The researchers explain the importance through an everyday example: when a person holds a coffee cup, how do they know they’re about to drop it? The palm and fingertips send signals to the brain that the cup is slipping. The team’s system is influenced by the nervous system – it simulates the hand’s touch receptors to produce nerve-like signals, so the prosthesis’s “brain” (its computer) understands if something is hot or cold, soft or hard, or slipping from the grip.
The Technology Behind the New Hand
The new design incorporates electronic skin in a hybrid hand that mimics a human hand.
The thumb has two silicone joints and the fingers have three. Each joint can flex independently. The joints connect to a rigid 3D-printed skeleton and are operated by a pneumatic system.
Compared to prostheses made only of soft components, the skeleton adds strength and can support heavier weights. The hand’s fingertips are covered with E-dermis patches the size of a fingernail. Each finger bends naturally, folding into the palm or stretching outward.
The hand is controlled by electrical signals from the user’s forearm muscles. Such devices, called myoelectric prostheses, connect to living nerve endings above the amputation site.
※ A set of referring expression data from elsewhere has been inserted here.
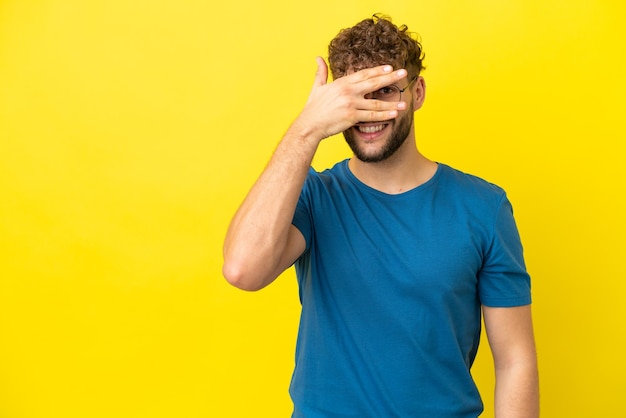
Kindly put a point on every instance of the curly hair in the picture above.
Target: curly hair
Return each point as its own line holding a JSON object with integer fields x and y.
{"x": 372, "y": 42}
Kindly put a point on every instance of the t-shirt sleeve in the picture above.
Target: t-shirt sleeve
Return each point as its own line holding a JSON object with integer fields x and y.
{"x": 503, "y": 280}
{"x": 302, "y": 218}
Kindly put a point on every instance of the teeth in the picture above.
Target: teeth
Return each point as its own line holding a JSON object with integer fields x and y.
{"x": 371, "y": 129}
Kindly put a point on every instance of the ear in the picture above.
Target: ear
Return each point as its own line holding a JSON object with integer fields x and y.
{"x": 419, "y": 92}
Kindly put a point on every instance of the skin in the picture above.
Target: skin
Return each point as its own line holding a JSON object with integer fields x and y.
{"x": 261, "y": 242}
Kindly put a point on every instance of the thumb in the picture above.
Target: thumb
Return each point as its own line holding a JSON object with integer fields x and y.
{"x": 321, "y": 75}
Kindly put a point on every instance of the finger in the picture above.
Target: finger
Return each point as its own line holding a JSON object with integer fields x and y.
{"x": 372, "y": 79}
{"x": 321, "y": 75}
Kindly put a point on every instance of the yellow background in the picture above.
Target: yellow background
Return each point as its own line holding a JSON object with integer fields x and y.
{"x": 131, "y": 130}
When a person thinks about moving the hand, a microprocessor translates the nerve signals into movement commands.
A series of experiments with healthy volunteers demonstrated the hand’s dexterity. Participants wore a sleeve on their forearms to capture electrical signals in their arms – similar to those used by amputees – and transmit them to the robotic hand.
With minimal training, volunteers were able to grasp various objects of different sizes, weights, and textures. The hand gently picked up a sponge without crushing it and handled various fruits – apple, orange, clementine – without causing damage. The prosthesis proved capable of lifting heavier items as well, such as a small stone statue and a metal water bottle.
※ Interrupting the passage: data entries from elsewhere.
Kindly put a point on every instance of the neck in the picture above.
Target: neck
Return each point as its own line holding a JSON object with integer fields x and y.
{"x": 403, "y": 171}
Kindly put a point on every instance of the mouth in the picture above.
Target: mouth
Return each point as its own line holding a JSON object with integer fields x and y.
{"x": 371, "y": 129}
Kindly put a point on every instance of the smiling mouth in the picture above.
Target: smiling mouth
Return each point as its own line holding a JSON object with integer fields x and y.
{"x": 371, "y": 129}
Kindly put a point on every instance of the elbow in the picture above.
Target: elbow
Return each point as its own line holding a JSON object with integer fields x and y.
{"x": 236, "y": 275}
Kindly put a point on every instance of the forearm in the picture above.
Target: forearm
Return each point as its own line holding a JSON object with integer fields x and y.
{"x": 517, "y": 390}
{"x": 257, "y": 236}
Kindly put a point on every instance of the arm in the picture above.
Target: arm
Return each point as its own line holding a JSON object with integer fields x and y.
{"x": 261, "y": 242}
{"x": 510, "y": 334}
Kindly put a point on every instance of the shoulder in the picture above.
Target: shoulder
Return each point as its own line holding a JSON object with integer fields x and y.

But the most impressive example, according to the researchers, was when the hand held a fragile plastic cup full of water using only three fingers. The hand did not distort the cup and did not spill a drop of water.
Overall, the hand achieved an impressive accuracy rate of 99.7 percent in handling 15 different everyday items, quickly adjusting its grip to prevent drops, spills, or other mishaps.
It’s important to note that the device has not yet been tested on people who have lost a hand, and there are still areas for improvement. Adding a tendon-like structure between the artificial fingers could enhance their stability. Mimicking hand movement could further improve flexibility. Adding additional sensors, such as temperature sensors, could bring the engineered hand even closer to the capabilities of the human hand.
Improving the dexterity of prosthetic hands is essential for next-generation prostheses. Future robotic hands will need to integrate seamlessly into daily life and deal with all the variety we face. This is why a hybrid robot, designed like a human hand, is so valuable – it combines soft and rigid structures, just like our skin, tissues, and bones.